Non c’è dubbio, siamo dentro un’emergenza, e il tunnel appare ancora molto lungo da percorrere. L’ha detto meglio di tutti Boris Johnson, con virtuosismo da titolista: “It will get worse before it gets better”. Andrà peggio prima di migliorare, sarà una “long battle”.

Tutto vero, e, per tornare dentro i nostri confini, è anche naturale che scenda il tono della polemica politica: sarebbe sempre meno comprensibile per i cittadini, che in questo momento – da chiunque – non vogliono solo la descrizione dei problemi, ma qualche contributo concreto alle soluzioni, o almeno alla riduzione del danno.

Giusto, eppure tre osservazioni non possono essere taciute.

1. Ciò che distingue le democrazie dalle dittature è proprio il fatto che si sia uniti attraverso la discussione, attraverso un dibattito pubblico teso e vibrante, non attraverso il silenzio e l’unanimismo imposto. Non dispiaccia agli amanti di Giorgio Gaber: ma il punto non è la “partecipazione”. La chiave è piuttosto il “controllo”: il fatto che non cessi mai lo scrutinio critico nei confronti di chi governa. Giusto collaborare, ma nella chiarezza delle responsabilità.

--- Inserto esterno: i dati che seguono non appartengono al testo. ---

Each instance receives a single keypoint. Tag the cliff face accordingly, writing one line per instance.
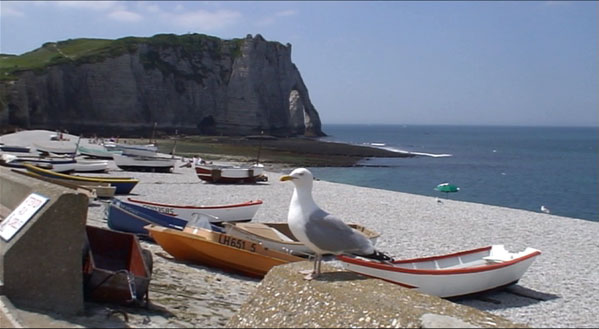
(202, 85)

2. Ciò è a maggior ragione vero davanti a un governo che le ha sbagliate quasi tutte. È riuscito nel “capolavoro” mediatico di farci passare per untori mondiali. Ha avuto un approccio ondivago all’emergenza e alla comunicazione: un mese di surreale dibattito sul razzismo (con tanto di spot del Ministero della Salute, con un noto testimonial armato di bacchette da cucina cinese, e pronto a spiegare che “il contagio non è affatto facile”); poi le frenetiche presenze tv di Giuseppe Conte; quindi un’improvvisa e artificiale settimana di ottimismo; e infine il clima cupo in cui siamo purtroppo – temo assai motivatamente – immersi da dieci giorni. Questo governo ha detto no, irridendole, alle proposte di isolamento generalizzato di chi veniva dalla Cina. Può darsi che non sarebbe stata una misura risolutiva, o che non fosse materialmente possibile tracciare decine di migliaia di persone: ma occorreva spiegarlo, non urlare “sciacalli!” o tentare maldestramente di buttare la croce addosso al personale sanitario di Lodi e Codogno.